We are going to extend our sections and include two sections titled “Achieved” and “Missed”.

Go to the top toolbar and change the view to “All Tasks” so we can capture goals that are both complete and incomplete.
We want to establish a rule that when the custom field “Goal Status” is updated to “Achieved” we move it to the achieved section. We also want to do the same for when a goal is “missed”. When the custom field is updated to this it is moved to the “Missed” section.
We also want to automatically complete a goal when the custom field is marked as “Achieved”
Pretty cool hey! This is the real power of starting to use the premium and business versions of Asana.

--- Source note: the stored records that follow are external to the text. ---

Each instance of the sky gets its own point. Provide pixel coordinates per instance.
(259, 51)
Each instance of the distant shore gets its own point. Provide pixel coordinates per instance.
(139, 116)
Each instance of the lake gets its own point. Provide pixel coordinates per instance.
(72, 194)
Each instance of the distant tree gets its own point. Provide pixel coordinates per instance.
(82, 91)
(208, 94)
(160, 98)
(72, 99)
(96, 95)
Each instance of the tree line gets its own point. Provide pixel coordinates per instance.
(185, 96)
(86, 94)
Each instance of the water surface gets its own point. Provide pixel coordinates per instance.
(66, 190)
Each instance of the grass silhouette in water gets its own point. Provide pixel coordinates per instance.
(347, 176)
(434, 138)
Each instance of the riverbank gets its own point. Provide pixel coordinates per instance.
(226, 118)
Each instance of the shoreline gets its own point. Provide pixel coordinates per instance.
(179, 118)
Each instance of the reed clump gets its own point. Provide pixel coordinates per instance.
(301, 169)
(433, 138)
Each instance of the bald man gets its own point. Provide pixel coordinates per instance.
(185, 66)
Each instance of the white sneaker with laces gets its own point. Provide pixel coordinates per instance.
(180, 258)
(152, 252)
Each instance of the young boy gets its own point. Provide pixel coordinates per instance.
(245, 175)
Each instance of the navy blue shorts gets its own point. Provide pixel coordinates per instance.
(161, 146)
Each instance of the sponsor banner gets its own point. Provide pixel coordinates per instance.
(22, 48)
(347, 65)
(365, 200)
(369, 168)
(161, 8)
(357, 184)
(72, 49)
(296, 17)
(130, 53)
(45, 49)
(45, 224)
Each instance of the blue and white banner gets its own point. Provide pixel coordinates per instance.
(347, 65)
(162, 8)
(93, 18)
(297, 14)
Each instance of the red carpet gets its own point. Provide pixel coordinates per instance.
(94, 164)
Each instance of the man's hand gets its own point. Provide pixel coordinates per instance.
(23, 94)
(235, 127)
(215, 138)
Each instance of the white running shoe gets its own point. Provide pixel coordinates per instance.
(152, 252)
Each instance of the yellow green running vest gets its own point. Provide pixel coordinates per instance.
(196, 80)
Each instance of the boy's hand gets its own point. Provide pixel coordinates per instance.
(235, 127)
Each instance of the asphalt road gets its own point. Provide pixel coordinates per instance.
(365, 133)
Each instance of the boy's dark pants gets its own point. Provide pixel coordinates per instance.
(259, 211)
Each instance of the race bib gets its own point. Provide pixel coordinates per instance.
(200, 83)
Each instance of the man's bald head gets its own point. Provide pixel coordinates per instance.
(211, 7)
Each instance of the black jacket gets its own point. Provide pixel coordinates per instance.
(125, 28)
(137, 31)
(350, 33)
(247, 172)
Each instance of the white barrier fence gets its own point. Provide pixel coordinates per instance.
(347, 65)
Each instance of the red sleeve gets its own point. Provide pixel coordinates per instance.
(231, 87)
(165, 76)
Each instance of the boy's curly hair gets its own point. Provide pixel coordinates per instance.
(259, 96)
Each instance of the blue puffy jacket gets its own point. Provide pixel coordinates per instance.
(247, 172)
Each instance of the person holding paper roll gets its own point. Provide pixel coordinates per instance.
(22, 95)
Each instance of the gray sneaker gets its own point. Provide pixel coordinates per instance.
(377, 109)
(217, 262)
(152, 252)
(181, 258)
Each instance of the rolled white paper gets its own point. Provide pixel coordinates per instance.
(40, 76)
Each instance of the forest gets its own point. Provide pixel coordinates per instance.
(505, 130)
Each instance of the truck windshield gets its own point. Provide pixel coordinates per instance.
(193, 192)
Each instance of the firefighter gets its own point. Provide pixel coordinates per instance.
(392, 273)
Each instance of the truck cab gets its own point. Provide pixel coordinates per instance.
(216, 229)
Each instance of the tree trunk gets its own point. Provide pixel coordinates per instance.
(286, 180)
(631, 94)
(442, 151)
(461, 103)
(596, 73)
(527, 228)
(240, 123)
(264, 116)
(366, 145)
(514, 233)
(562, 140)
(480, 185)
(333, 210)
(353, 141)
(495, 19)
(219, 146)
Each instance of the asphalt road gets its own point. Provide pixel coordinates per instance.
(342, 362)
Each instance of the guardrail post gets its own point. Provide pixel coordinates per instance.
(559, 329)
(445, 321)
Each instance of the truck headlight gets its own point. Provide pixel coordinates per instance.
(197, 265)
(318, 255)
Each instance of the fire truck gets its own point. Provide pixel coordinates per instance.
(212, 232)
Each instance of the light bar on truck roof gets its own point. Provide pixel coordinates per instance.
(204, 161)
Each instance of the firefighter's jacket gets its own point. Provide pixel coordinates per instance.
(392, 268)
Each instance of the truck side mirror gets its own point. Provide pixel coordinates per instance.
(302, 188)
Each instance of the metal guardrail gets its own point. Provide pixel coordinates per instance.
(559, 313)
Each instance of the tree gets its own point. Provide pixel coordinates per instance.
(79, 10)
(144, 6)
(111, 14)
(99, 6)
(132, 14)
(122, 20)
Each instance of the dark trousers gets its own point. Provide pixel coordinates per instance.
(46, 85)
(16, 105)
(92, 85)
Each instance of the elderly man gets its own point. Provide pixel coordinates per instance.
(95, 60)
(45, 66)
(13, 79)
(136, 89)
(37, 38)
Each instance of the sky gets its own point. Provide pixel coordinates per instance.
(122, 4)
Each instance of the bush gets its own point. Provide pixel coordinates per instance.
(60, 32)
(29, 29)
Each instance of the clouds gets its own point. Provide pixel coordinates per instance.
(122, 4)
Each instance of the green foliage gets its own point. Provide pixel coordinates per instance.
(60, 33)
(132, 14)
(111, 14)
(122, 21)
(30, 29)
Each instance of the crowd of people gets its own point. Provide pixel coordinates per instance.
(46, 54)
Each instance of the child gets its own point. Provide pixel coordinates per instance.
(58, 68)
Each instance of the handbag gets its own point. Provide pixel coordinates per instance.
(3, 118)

Here is how the rules should look when setup and what your new project should start to look like.

Choose your view/s

There are multiple ways you can view your goals project in Asana and it really depends on your personal preference. Each has its advantages and disadvantages and there are reasons why you might use a specific view over another.

List view
The list view is the default in Asana and shows sections and tasks in a standard list style format. Similar to a checklist it is an easy way to visualise your goals in a spreadsheet style layout. List view is my favourite, however it depends on the project as to what works best. Here’s a recap of the list view.

Board view
The board view segments your sections into columns and is great if you want to drag and drop goals into new areas and visually gives you a great snapshot of where your goals are sitting. I use the board view when I need to update the movement of tasks regularly between sections. Here’s how the board view looks for your goals project.

Calendar view
Calendar view is great for goals, especially when you’re using custom fields (and you know what the colours mean). In this example you can see that I can visualise for the month what goals are upcoming and their status. Custom fields become powerful when utilising this view. Here’s how the calendar view looks for this project.

Tip: Click the … dots at the top right of your favourite view and save it as the default. Every time you go to this project it will be the default one. You can still easily switch between views.

Ongoing goal management

Here are some simple ways to make sure you start tracking, measuring & hitting those goals.

Establish goal tasks in your project as follows:

  • Create a new section called “Goal Tasks”
  • Establish tasks at your goal end date periods e.g. 30 days, 90 days, 180 days and 365 days to prompt you to review and update your goals
  • Create repeating dates for your tasks so when you complete them they automatically update to e.g. 30 days time

Alignment to teams & projects

You can easily align your goals to projects and teams. A simple way to do this to ensure you are always working on your big rocks that are driving you towards your goals is to create a “Goals” component of an existing project that you’re working on. Way back in the custom fields section we used a field to align our goal to a project or team. Follow these steps to ensure your goals are always front and centre while you focus on productive work in Asana:

  • Find an existing project that is driving one of your goals
  • Go to your goal and click on it and add it to your project that will drive it
  • Go to your project and move this goal to the top of your project and create a section “Achieve & Hit”
  • Now when working in this project you can see goal/s that you are working towards and the project that is contributing to you achieving it.

Goals will drive productivity

Hopefully this has given you the tools you need to now go ahead and build your goals project in Asana. If you’re like me you might have a personal goals project and a business goals project. Remember, writing down your goals is only step 1. Having a system that you can use to track, measure and assess them is great. If you can link those goals to your daily work and productivity the results will be amazing.